OBJECTIVE: We aim to evaluate if internet-based cognitive behavioral therapy (iCBT) improves self-efficacy and explore the relationships among changes in depressive symptoms, self-efficacy, and physical activity, as well as the influence of iCBT on these relationships.

METHODS: This study received funding in January 2015. Participant recruitment took place between January 2017 and February 2018, and the main findings were published in 2019. This study is a secondary analysis of data collected in a randomized controlled study evaluating the effects of a 9-week iCBT program compared to an online discussion forum (ODF) on depressive symptoms in patients with CVD (N=144). Data were collected at baseline and at the 9-week follow-up. Analysis of covariance was used to evaluate the differences in self-efficacy between the iCBT and ODF groups. Structural equation modeling explored the relationships among changes in depressive symptoms, self-efficacy, and physical activity, as well as the influence of iCBT on these relationships.

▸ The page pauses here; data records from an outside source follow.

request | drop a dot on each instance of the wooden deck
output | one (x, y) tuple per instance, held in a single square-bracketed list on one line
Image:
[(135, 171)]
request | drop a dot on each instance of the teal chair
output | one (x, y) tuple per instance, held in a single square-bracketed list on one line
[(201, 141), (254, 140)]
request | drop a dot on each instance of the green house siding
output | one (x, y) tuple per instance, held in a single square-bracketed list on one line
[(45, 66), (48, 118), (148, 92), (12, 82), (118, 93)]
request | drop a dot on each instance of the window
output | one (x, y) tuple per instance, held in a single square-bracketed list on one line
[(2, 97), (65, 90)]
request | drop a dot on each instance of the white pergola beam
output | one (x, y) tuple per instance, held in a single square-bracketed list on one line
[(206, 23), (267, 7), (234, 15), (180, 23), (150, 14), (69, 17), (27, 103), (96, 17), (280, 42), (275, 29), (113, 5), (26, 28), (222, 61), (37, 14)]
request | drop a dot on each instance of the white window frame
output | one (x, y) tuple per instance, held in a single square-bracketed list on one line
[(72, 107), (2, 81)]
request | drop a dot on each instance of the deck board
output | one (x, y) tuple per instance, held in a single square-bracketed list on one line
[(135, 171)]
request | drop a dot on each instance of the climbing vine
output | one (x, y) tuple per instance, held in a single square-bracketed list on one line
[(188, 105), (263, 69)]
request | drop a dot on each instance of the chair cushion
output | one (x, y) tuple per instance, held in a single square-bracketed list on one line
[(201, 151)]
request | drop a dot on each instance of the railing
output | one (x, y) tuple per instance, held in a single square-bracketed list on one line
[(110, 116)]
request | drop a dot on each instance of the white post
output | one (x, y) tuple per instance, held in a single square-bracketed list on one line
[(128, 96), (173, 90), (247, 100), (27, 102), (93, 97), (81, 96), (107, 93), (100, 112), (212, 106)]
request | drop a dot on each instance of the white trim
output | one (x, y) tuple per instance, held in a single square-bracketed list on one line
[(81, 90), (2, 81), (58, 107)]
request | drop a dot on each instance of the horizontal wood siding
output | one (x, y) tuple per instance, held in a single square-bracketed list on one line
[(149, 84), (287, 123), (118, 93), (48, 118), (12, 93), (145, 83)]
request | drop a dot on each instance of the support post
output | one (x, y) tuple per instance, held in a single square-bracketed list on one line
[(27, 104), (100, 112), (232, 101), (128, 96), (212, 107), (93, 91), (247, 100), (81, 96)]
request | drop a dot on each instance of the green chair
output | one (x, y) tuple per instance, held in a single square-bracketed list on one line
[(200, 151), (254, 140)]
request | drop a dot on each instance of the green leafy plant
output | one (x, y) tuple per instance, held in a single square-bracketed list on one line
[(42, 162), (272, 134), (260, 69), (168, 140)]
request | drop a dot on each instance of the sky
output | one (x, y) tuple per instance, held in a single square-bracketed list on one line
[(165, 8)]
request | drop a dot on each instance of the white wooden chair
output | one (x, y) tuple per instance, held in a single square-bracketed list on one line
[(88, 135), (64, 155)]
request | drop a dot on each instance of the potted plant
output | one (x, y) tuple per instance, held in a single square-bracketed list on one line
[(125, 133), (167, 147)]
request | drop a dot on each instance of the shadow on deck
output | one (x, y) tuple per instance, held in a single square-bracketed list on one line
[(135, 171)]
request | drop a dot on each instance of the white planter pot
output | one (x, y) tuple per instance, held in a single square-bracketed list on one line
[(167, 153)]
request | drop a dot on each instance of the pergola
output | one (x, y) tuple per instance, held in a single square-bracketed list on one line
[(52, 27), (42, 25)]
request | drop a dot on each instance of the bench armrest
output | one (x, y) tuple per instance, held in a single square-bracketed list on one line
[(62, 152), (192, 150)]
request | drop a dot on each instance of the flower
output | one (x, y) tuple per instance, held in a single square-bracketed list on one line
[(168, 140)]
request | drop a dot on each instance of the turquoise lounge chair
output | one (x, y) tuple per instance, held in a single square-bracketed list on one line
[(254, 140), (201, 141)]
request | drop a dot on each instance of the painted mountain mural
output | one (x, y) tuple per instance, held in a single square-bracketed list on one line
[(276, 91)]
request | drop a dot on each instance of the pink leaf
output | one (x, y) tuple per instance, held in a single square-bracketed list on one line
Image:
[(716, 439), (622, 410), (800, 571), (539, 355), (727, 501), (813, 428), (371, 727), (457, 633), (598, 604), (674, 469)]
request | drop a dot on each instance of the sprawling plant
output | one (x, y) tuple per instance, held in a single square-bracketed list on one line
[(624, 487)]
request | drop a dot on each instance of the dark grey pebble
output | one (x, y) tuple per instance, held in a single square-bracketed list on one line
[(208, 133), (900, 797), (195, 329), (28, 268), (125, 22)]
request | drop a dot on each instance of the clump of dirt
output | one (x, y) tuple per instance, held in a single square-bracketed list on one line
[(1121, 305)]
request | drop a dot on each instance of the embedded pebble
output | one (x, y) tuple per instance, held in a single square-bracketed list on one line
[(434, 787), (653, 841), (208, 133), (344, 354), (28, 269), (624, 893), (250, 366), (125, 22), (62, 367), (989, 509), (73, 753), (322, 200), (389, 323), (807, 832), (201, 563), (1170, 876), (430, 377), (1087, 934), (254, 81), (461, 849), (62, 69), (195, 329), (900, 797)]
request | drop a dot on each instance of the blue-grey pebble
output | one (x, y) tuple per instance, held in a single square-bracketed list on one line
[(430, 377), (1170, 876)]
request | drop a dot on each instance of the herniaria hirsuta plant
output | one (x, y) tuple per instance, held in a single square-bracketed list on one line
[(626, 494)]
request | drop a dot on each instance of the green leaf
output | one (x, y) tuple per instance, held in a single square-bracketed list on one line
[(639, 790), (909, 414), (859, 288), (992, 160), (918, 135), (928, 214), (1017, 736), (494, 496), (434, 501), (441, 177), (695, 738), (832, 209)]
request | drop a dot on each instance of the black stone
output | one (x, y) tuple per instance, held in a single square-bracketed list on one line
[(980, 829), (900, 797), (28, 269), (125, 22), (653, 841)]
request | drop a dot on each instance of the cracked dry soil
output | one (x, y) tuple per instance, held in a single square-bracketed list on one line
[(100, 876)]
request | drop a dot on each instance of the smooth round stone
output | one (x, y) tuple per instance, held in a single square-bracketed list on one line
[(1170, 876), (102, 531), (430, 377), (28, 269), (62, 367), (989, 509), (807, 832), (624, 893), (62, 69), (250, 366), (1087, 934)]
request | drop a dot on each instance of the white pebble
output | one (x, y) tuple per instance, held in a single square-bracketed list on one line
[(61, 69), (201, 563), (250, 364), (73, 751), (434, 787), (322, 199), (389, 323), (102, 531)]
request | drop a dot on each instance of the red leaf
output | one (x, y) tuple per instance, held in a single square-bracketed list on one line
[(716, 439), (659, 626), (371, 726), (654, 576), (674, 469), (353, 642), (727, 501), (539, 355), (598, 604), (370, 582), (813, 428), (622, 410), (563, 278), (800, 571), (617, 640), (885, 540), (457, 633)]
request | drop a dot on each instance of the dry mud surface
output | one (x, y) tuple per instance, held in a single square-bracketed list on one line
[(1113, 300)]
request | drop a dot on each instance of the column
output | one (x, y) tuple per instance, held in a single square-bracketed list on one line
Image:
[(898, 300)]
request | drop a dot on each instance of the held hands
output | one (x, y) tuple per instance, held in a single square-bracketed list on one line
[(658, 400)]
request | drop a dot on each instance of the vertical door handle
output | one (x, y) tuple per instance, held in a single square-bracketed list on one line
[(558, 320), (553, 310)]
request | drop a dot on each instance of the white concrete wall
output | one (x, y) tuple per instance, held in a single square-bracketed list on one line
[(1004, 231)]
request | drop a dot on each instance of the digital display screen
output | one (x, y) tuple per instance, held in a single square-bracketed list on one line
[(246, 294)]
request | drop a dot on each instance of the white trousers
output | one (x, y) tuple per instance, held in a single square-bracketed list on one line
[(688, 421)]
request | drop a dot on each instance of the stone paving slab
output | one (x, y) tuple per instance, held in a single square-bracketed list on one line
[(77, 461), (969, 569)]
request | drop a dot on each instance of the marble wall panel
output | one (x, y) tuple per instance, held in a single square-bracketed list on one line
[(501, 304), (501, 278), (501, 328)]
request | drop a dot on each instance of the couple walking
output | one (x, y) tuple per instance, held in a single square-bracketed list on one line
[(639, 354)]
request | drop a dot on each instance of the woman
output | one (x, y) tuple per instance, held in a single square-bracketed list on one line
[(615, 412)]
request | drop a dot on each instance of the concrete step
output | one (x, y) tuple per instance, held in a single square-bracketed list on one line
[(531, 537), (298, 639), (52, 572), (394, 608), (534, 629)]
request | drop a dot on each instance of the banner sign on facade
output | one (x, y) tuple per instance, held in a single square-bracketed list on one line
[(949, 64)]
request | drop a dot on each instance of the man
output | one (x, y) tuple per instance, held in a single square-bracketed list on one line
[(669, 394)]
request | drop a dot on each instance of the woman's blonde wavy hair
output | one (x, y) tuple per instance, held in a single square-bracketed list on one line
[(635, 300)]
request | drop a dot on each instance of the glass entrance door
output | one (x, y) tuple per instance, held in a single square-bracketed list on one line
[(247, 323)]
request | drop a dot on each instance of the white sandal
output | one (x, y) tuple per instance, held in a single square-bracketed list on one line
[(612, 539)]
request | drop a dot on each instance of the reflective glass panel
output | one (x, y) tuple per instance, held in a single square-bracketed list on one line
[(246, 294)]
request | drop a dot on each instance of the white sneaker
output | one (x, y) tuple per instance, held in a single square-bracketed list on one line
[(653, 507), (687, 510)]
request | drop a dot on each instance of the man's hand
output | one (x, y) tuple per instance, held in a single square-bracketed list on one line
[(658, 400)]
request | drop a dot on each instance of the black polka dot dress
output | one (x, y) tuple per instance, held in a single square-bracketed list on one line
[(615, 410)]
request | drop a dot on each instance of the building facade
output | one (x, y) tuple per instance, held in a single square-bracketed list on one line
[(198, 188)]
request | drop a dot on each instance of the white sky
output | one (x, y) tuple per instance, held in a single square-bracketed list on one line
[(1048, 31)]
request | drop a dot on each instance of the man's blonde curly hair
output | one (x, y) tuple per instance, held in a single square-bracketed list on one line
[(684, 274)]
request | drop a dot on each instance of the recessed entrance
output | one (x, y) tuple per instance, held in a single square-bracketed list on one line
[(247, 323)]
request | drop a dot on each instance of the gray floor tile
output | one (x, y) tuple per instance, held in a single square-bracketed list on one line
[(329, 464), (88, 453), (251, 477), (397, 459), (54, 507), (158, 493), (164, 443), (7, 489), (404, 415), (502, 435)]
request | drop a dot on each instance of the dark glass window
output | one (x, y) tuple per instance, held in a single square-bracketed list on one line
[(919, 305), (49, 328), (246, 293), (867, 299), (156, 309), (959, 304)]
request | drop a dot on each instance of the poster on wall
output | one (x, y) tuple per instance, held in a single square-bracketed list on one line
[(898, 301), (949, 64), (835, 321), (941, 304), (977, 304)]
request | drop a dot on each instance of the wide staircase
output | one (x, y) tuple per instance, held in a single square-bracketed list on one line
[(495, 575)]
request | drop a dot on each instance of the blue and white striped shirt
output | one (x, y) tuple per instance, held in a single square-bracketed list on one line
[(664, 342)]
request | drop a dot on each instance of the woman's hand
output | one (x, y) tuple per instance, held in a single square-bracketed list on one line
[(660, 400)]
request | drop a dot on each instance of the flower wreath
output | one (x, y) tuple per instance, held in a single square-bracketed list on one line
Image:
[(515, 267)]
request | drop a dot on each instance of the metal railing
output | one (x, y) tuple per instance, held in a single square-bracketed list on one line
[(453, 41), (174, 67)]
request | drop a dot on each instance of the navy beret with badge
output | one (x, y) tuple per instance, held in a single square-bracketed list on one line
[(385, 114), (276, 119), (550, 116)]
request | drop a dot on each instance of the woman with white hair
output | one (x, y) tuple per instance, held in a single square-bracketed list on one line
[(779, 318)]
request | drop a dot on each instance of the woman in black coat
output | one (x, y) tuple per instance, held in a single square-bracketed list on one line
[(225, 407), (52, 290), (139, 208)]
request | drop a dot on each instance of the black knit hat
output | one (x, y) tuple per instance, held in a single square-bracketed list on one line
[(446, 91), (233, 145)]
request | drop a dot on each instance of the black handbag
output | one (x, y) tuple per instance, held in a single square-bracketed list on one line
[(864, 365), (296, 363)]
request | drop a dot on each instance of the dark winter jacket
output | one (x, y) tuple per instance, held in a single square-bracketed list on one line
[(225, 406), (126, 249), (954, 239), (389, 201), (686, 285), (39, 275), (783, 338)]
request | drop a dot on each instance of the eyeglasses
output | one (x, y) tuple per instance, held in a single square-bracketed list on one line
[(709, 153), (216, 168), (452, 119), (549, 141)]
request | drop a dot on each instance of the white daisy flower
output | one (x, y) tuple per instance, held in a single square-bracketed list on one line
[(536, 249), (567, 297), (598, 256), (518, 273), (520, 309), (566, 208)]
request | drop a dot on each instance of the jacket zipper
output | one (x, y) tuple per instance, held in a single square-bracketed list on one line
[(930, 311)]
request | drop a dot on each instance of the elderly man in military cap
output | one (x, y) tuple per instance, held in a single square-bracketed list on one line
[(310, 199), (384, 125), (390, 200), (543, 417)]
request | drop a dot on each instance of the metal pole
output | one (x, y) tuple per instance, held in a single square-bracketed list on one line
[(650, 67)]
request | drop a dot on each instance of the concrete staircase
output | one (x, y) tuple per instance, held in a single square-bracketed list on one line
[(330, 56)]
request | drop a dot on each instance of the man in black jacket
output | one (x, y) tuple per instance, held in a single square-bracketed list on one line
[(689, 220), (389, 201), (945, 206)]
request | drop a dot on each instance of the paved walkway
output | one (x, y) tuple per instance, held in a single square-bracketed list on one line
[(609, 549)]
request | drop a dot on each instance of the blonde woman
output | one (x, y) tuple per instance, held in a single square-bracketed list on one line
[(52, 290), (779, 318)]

RESULTS: At follow-up, a significant difference in the increase in self-efficacy favoring iCBT was found (P=.04, Cohen d=0.27). We found an indirect association between changes in depressive symptoms and physical activity (β=-.24, P<.01), with the change in self-efficacy acting as a mediator. iCBT had a direct effect on the changes in depressive symptoms, which in turn influenced the changes in self-efficacy (β=.23, P<.001) and physical activity (β=.12, P<.001).

CONCLUSIONS: Self-efficacy was improved by iCBT. However, the influence of iCBT on self-efficacy and physical activity was mostly mediated by improvements in depressive symptoms.